Wal-Mart Stores Inc. is raising its lowest U.S. wage to $11 an hour and will provide workers with a one-time cash bonus, saying the new tax law allowed the company to “accelerate” investment plans.
The nation’s largest retailer, with about 1.5 million U.S. employees and nearly $500 billion in global revenue, also said Thursday it would expand workers’ maternity and parental leave benefits.
The wage increase, from $10, takes effect next month and comes amid a tightening labor market, new state wage requirements and the tax law, which slashed corporate rates. All changes also apply to Wal-Mart’s Sam’s Club, Home Office, e-commerce and logistics subsidiaries.
Several large companies have announced one-time bonuses that they credited to the new corporate tax cuts.
Chief Executive Doug McMillon said Wal-Mart — which for years has been criticized for low pay — is in the early stages of assessing how it will use savings from the tax law.
“However, some guiding themes are clear and consistent with how we’ve been investing — lower prices for customers, better wages and training for associates and investments in the future of our company, including in technology,” he said in a statement. “Tax reform gives us the opportunity to be more competitive globally and to accelerate plans for the U.S.”
The bonuses will be based on seniority, ranging up to $1,000 for Wal-Mart employees with at least 20 years of service.
Full-time hourly workers will now be eligible for 10 weeks of maternity leave at 100% pay, an increase from six to eight weeks at 50% pay. Fathers and non-birthing mothers will also get six weeks of parental leave at 100% pay — something Wal-Mart previously did not offer full-time hourly workers.
The retailer also said it is offering adoption assistance for the first time, of $5,000 per child.
The announcement came on the same day Wal-Mart confirmed it will close 63 Sam’s Club stores nationwide, including four in California: in San Fernando, Stanton, City of Industry and Sacramento. Wal-Mart had 304 total retail units in the state as of September 2017.
Economists generally expect the tax law to provide at least a short-term boost to the economy, but also note there are larger economic forces at work behind the recent pay announcements.

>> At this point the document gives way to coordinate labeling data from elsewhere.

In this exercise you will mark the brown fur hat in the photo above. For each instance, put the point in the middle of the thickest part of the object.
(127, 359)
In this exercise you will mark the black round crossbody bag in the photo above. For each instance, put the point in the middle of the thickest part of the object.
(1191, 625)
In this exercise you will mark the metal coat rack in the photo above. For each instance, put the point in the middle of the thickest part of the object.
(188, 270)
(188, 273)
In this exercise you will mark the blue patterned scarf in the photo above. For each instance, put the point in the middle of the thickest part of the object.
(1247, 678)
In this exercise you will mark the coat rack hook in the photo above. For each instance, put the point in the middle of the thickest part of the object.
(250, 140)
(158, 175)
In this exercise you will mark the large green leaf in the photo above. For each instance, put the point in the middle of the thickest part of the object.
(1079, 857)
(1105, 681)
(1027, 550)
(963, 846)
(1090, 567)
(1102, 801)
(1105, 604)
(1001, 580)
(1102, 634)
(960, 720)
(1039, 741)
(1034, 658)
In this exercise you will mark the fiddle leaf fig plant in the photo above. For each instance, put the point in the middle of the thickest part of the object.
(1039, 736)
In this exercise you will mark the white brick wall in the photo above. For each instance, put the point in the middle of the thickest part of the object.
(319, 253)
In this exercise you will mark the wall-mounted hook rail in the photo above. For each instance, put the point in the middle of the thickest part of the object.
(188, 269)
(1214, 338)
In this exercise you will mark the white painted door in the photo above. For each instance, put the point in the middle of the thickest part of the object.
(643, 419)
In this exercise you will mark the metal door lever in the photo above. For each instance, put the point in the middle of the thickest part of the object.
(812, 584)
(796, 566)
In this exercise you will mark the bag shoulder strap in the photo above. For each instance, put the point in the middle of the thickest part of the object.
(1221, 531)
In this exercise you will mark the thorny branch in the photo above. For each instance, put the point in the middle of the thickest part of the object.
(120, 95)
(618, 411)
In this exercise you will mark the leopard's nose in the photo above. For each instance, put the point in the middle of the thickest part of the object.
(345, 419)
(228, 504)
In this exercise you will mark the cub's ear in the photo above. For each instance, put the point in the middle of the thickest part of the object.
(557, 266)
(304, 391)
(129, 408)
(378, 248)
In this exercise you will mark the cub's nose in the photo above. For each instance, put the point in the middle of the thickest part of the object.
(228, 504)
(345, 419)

Unemployment has been at 4.1% for three straight months, the lowest since the end of 2000. Wal-Mart faces competition from Target, which last fall raised its minimum wage to $11 and announced plans for it to rise to $15 by the end of 2020.
Dean Baker, co-director of the liberal-leaning Center for Economic and Policy Research, said wage gains have been relatively strong for lower-paid workers in the last two to three years.
Such workers tend to be hit harder by layoffs during a recession, meaning once companies start hiring there’s a surplus of low-skilled workers who have little bargaining power, Baker said. That has changed as unemployment has plummeted.
“You have Target and Wal-Mart bidding and actually competing for workers. It’s not something that happens when you have 8%, 9% unemployment,” he said.
Baker predicted that given Wal-Mart’s size other retailers will now face pressure to raise wages as well. “This is a really positive part of the picture,” he said.
Though overall wage growth as reported in the monthly job report has been muted, there are signs that’s changing, said Jed Kolko, chief economist with employment website Indeed.com.
“Already some data sources have shown wage acceleration in 2017, and as the labor market continues to tighten we will probably see more wage acceleration in 2018,” he said.
Eighteen states raised their minimum wage this year, though only three states and Washington, D.C., have minimums of at least $11, according to the National Conference of State Legislatures.
In California, the minimum wage for companies with more than 25 employees rose to $11 an hour from $10.50 on Jan. 1, as part of a state minimum-wage law approved in 2016. The minimum wage in California will reach $15 an hour by 2022.
Minimum-wage workers in certain Southern California cities — including Los Angeles, Santa Monica and Pasadena — already are being paid more than $11 an hour because of local wage ordinances.
If companies anticipate more mandated increases in the future, it may affect decisions, according to Kolko.